$y \,=\, mx+c$
It is an equation of a straight line when a straight line intercepts $y$-axis at a point with some slope.
A straight line intercepts the vertical $y$-axis at point $B$ with an intercept $c$ and it makes an angle of $\theta$ with horizontal axis. The point $B$ in the form of coordinates is $B(0, c)$.
$P$ is a point on the straight line and it is $x$ and $y$ units distance from the origin in the directions of horizontal and vertical axes respectively. So, the point $P$ in the form of coordinates is written as $P(x, y)$.
Therefore, the straight line is denoted as $\small \overleftrightarrow{BP}$ in mathematics geometrically.
Take, the slope of straight line is represented by $m$ and write it in trigonometric form.
$m \,=\, \tan{\theta}$
Draw a perpendicular line to parallel line of $x$-axis from point $P$ and it intersects the parallel line of $x$-axis at point $Q$. Thus, a right triangle ($\Delta QBP$) is formed geometrically.
Now, find the $\tan{\theta}$ in trigonometric system and it equals to the slope of the straight line.

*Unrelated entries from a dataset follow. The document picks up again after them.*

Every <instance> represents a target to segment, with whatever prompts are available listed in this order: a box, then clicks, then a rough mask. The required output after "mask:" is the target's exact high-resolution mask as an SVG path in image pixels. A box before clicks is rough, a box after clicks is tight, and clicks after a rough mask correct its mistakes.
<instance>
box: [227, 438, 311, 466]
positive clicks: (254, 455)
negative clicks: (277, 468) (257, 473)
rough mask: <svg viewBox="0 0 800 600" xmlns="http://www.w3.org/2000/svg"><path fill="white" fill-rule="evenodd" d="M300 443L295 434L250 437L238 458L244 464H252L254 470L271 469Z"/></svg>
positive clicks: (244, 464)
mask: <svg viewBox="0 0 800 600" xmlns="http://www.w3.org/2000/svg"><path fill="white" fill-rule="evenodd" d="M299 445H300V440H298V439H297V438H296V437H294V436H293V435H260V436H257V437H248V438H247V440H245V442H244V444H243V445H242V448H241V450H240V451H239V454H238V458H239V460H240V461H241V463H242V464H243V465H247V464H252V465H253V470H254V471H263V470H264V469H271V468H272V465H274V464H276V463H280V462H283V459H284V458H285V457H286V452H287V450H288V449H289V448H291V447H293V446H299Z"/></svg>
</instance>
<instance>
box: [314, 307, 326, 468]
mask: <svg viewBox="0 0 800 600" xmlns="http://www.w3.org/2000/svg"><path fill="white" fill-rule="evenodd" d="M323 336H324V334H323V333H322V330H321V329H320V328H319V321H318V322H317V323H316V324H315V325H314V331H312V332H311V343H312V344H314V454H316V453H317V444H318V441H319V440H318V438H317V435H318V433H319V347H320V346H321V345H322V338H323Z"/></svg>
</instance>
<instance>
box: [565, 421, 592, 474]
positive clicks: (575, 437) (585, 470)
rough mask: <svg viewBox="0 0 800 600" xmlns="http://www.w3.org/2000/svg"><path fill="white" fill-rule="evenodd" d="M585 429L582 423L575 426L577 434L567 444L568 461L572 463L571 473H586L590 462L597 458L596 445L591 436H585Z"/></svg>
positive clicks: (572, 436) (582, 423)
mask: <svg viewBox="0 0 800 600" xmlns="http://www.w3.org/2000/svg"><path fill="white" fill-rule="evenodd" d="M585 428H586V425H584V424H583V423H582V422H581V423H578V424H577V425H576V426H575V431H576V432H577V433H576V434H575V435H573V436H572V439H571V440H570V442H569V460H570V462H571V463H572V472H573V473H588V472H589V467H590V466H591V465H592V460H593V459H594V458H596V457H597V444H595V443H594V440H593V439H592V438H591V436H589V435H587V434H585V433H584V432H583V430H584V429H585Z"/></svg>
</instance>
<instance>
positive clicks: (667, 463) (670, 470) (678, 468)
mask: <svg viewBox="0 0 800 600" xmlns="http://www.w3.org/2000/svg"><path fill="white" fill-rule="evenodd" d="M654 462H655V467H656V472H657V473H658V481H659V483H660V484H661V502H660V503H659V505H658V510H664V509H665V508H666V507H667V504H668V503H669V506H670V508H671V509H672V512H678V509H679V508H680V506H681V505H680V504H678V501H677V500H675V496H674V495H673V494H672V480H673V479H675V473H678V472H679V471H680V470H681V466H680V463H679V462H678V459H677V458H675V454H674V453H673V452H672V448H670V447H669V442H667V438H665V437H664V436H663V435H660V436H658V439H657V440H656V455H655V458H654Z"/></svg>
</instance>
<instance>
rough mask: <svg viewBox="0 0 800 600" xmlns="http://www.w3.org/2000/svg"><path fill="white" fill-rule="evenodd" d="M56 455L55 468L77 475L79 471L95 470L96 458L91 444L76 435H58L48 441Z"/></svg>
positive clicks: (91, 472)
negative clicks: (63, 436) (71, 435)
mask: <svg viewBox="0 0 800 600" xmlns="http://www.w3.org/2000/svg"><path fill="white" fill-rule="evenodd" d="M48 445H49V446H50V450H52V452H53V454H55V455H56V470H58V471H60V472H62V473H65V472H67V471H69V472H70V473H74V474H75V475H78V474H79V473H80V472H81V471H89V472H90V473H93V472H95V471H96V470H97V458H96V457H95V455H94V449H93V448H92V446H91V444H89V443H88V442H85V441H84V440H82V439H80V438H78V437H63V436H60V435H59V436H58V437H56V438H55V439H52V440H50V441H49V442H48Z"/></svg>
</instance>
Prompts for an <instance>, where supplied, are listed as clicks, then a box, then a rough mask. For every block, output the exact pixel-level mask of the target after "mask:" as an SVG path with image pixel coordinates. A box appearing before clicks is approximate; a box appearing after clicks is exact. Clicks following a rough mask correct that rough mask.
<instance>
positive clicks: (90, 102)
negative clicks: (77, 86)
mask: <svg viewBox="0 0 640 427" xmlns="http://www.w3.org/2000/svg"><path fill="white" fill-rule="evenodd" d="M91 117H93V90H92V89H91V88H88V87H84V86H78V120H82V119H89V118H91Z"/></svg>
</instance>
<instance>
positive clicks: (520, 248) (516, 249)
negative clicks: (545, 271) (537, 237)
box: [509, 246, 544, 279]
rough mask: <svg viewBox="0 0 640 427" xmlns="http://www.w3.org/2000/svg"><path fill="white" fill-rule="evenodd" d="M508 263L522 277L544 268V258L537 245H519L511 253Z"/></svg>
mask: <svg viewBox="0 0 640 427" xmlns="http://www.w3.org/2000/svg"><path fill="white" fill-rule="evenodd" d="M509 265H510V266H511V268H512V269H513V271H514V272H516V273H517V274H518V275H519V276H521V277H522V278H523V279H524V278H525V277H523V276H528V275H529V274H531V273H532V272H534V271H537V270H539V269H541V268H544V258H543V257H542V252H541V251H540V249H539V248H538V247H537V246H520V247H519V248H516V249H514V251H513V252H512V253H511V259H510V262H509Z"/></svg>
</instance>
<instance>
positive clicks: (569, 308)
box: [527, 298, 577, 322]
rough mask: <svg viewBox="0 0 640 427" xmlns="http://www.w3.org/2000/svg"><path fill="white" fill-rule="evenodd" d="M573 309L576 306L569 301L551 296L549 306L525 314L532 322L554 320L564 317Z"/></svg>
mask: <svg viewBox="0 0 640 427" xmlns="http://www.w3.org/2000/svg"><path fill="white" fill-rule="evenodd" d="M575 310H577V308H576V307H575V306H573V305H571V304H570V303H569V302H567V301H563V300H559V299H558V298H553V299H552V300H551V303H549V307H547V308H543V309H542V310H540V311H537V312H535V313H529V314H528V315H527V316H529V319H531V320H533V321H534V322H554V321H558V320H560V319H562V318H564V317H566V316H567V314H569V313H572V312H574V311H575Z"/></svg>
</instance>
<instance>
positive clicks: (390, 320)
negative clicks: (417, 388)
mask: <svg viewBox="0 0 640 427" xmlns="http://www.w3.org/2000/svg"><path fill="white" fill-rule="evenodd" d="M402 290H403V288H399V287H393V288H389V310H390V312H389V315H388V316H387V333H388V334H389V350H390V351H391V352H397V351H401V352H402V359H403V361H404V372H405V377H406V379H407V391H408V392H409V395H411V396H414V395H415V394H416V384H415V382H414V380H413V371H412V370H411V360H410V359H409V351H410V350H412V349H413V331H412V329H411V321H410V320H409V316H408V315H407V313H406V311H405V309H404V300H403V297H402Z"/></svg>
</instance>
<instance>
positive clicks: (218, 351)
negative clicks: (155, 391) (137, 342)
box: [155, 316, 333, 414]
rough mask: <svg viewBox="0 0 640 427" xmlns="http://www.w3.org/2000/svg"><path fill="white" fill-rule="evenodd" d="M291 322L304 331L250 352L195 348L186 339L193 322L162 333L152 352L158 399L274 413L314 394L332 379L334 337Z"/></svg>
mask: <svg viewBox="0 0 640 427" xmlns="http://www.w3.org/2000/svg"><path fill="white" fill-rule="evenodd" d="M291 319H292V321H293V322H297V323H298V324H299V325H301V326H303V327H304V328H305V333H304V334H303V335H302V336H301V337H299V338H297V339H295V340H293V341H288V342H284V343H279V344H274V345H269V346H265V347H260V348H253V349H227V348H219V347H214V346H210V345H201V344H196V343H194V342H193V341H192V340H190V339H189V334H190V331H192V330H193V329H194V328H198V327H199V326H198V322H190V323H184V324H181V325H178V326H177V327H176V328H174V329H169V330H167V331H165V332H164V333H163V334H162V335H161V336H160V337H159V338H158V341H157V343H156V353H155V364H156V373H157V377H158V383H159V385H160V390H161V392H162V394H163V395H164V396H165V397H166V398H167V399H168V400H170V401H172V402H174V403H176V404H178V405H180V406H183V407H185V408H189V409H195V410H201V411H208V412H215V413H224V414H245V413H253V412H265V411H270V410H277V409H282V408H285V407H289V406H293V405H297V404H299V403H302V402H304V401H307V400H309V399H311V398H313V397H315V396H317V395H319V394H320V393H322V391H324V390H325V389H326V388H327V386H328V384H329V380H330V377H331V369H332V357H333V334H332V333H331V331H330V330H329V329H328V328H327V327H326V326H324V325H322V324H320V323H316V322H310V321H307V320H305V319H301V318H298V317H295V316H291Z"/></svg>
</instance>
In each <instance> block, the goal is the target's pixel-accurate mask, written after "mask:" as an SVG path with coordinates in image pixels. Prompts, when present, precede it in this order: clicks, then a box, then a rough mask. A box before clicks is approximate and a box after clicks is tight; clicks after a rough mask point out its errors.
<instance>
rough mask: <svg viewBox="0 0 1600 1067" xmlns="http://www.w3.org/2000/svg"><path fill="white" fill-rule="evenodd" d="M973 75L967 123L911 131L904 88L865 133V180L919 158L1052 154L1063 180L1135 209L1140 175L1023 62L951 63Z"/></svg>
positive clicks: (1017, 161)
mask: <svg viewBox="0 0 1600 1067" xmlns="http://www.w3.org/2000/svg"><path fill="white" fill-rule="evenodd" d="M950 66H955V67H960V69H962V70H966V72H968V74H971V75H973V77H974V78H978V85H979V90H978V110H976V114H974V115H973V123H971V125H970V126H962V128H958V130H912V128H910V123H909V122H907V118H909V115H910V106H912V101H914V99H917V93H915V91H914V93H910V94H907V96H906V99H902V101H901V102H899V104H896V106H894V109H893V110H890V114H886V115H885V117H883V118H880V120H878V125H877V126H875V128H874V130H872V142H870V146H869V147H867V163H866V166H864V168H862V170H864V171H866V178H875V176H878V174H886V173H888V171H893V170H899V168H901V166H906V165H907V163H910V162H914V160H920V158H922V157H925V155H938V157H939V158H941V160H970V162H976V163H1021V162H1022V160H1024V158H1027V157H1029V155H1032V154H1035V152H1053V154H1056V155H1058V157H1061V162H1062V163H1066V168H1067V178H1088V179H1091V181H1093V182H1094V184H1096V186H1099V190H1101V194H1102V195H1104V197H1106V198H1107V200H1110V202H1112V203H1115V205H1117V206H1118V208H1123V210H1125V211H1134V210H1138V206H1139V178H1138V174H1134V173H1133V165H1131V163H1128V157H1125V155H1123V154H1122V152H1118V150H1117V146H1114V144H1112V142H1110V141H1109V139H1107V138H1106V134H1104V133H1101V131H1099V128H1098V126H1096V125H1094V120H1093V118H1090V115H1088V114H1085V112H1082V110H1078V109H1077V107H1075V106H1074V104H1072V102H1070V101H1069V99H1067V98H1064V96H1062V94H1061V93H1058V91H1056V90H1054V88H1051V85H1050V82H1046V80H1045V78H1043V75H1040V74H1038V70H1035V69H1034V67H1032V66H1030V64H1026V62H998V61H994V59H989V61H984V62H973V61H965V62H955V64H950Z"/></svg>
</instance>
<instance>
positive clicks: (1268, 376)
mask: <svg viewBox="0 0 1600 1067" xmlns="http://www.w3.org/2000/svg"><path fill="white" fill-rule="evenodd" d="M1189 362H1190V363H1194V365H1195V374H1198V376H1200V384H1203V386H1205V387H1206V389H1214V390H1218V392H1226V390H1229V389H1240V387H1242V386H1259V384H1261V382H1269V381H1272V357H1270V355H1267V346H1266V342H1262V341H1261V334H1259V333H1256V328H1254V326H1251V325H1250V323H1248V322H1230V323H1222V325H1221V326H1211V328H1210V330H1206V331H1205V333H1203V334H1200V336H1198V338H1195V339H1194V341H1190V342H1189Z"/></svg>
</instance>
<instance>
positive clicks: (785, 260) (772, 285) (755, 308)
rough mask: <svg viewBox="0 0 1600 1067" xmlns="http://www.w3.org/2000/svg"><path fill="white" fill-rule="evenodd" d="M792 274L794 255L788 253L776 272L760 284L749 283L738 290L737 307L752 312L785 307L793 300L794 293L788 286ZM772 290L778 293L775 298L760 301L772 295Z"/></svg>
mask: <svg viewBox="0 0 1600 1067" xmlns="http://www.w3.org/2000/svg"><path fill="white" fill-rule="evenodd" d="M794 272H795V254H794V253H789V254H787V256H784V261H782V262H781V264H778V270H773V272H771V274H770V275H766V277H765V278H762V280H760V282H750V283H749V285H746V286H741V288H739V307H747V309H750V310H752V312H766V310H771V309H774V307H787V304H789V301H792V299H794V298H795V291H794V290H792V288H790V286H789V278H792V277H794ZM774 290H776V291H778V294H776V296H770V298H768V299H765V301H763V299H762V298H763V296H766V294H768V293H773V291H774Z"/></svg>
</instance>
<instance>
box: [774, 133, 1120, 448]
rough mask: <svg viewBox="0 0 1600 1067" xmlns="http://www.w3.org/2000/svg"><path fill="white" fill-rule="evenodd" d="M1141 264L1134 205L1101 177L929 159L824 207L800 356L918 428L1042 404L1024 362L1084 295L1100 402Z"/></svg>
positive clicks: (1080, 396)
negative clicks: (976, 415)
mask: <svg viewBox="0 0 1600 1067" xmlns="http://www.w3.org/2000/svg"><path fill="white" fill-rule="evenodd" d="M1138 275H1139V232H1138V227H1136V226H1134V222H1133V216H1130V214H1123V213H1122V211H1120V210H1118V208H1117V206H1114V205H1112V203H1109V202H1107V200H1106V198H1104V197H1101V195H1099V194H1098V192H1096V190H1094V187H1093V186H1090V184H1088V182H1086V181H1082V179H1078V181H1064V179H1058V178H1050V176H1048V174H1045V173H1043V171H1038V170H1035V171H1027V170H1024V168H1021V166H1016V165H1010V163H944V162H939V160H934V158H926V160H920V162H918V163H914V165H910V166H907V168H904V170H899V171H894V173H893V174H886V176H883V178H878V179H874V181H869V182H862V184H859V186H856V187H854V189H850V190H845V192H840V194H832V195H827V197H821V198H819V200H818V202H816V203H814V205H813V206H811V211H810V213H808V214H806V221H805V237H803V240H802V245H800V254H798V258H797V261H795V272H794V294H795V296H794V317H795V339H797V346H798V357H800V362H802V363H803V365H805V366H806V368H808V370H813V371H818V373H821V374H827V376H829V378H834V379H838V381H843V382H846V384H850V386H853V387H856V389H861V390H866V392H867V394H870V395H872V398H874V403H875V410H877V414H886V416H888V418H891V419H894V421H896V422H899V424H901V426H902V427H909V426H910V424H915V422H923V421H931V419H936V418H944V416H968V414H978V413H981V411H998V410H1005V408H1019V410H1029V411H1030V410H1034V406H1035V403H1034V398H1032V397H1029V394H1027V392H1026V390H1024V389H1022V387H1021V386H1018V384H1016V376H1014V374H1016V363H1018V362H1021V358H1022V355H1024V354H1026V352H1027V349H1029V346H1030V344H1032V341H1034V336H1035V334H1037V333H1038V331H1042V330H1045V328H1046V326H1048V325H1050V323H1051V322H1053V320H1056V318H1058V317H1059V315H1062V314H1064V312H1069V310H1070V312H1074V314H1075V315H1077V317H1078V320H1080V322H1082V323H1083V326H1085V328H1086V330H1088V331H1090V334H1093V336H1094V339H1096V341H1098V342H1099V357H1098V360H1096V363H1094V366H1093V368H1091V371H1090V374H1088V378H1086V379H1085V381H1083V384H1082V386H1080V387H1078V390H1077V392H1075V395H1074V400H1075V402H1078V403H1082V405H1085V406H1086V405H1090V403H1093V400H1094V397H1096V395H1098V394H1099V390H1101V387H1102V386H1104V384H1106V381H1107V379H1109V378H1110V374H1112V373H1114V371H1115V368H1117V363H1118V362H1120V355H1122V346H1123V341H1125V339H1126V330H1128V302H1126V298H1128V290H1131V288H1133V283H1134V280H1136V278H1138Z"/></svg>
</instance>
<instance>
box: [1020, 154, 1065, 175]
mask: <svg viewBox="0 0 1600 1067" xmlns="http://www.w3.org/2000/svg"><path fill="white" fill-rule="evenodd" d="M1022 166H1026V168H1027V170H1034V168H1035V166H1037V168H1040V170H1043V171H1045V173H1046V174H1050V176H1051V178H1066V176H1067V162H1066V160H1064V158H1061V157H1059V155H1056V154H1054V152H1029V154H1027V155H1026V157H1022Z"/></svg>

$\tan{\theta} \,=\, \dfrac{PQ}{BQ}$
$\implies \tan{\theta} \,=\, \dfrac{OP-OQ}{BQ}$
$\implies \tan{\theta} \,=\, \dfrac{y-c}{x}$
$\implies m \,=\, \dfrac{y-c}{x}$
$\implies mx \,=\, y-c$
$\implies mx+c \,=\, y$
$\,\,\, \therefore \,\,\,\,\,\, y \,=\, mx+c$
It is a linear equation which represents an equation of a straight line when a straight line intercepts $y$-axis with a $y$-intercept and slope. Therefore, it is called as slope and $y$-intercept form equation of a straight line.